Launched in June 2013, the EU’s JOULES project was a four-year study to explore possibilities for ultra-low emission shipping. The EU has set a target of a 40% reduction in greenhouse gas emissions by 2030 and an 80% drop by 2050 and critical to shipping’s contribution to these aims is the development of green technologies. In particular, the JOULES project – which brought together more than 40 industry partners including major players such as DNV GL, Rolls-Royce, Bureau Veritas and STX France – focused on simulation of vessel energy grids during the early design stage and the potential impact of existing and future technologies, both environmentally and economically.

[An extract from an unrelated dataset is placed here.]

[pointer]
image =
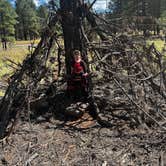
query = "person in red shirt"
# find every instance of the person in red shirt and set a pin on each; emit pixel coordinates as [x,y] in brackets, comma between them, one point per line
[78,81]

In May 2017, The Naval Architect attended a conference in Hamburg which showcased the JOULES project’s final results, including presentations from 11 application cases and three ‘demonstrator’ cases. Among the most intriguing of these, certainly judging by the response it drew from delegates, was Meyer Werft’s research into developing a low-energy HVAC system for cabins onboard cruiseships.
Low energy cabin
The Meyer Group – which includes Meyer Werft, Meyer Turku and Neptun Werft shipyards as well as cabin manufacturers EMS PreCab and Piikio Works and the Marine Airconditioning Centre (MAC) Hamburg – typically builds three large cruiseships per year, comprising of around 10,000 cabins in total. Therefore, any energy saving which might be gained will be subject to a significant ‘multiplicator effect’ for these vessels.
Modern cabins are usually supplied with energy from the ship’s system, but the transportation of air through a vessel for a cabin’s air conditioning unit (ACU) sometimes requires more energy than the distribution of air itself.
Kurt Sommer, of Meyer Werft’s Research & Development division, explains: “In a conventional air conditioning system the hot air is lifted from cabins back to central unit, where some heat recovery is done and then blown off to a central blow-off point. The fresh air is taken from the central suction point, conditioned in the AHU [Air Handling Unit] and distributed to the many cabins on the ship… For that reason [high energy consumption] we already have to decentralise the secondary air systems so every cabin has a Fan Coil Unit (FCU).”
Meyer Werft’s Low Energy Cabin instead takes a more cellular approach to cabin air conditioning, going one step further by decentralising the fresh air system. Instead of drawing air from a central suction point it draws it from the balcony to the FCU, which in effect becomes a mini AHU, albeit with a centralised exhaust air system. The new air conditioning unit is slightly larger than a conventional FCU but still fits in the service corner cupboard of the cabin (see illustration) and is virtually silent, according to Meyer Werft.
“The concept of Meyer Werft’s air conditioning system depends on the reduction of pressure losses and therefore the reduction of electrical consumption from the transport of air. Weight is always a problem on a ship, especially in cabins, because they are quite high, so it’s an essential requirement to compensate additional weight which is caused by batteries, other electronics and air conditioning,” says Sommer.
In theory, each cabin would harvest its own solar energy using organic photovoltaic modules located on the windows, door and balcony (balustrade). This energy would then be stored within a battery system with an expected 10-year lifespan for supply during the night. Meyer Werft, which has been investigating the energy efficiency of cabins on both river cruisers and larger passenger ships, has also identified a large savings potential in the use of direct current (DC) distribution within the cabin grid, which allows for easier integration of alternative energy sources (i.e. like batteries, fuel cells and photovoltaics) without the conversion losses associated with AC. Measurements taken from the simulation model indicate that ACU-related electrical consumption per cabin would drop from 305W to 80W (a 74% saving).
Theoretically at least the German company is confident enough solar energy will be harvested during the day to supply the cabin for the next 24 hours, although Sommer admits that there would also be a back-up system given that the photovoltaics (which occupy a surface area of around 3.4m2) are unlikely to perform optimally on vessels operating in the north or in cloudier weather conditions.
Although the Low Energy Cabin ACU would be slightly heavier than current ACUs Meyer Werft is also exploring the use of lightweight composite materials for the walls, floor and ceiling of the cabin, which would more than compensate for the additional weight. Further energy savings have also been identified with the cabin lighting and television, again with a switch to DC grid. The units would require some additional maintenance time – one option considered during the early stages of research was for ‘clusters’ of cabins instead – but Sommer says this is “not excessive” and individual installations are far more straightforward overall.
A pilot Low Energy Cabin will shortly be installed onboard a drydocked cruise vessel in the US. Looking ahead, Sommer says Meyer Werft’s next step is to develop a DC exhaust system in addition to further refinements to the DC cabin grid, and to further explore the potential savings to be made from composite materials.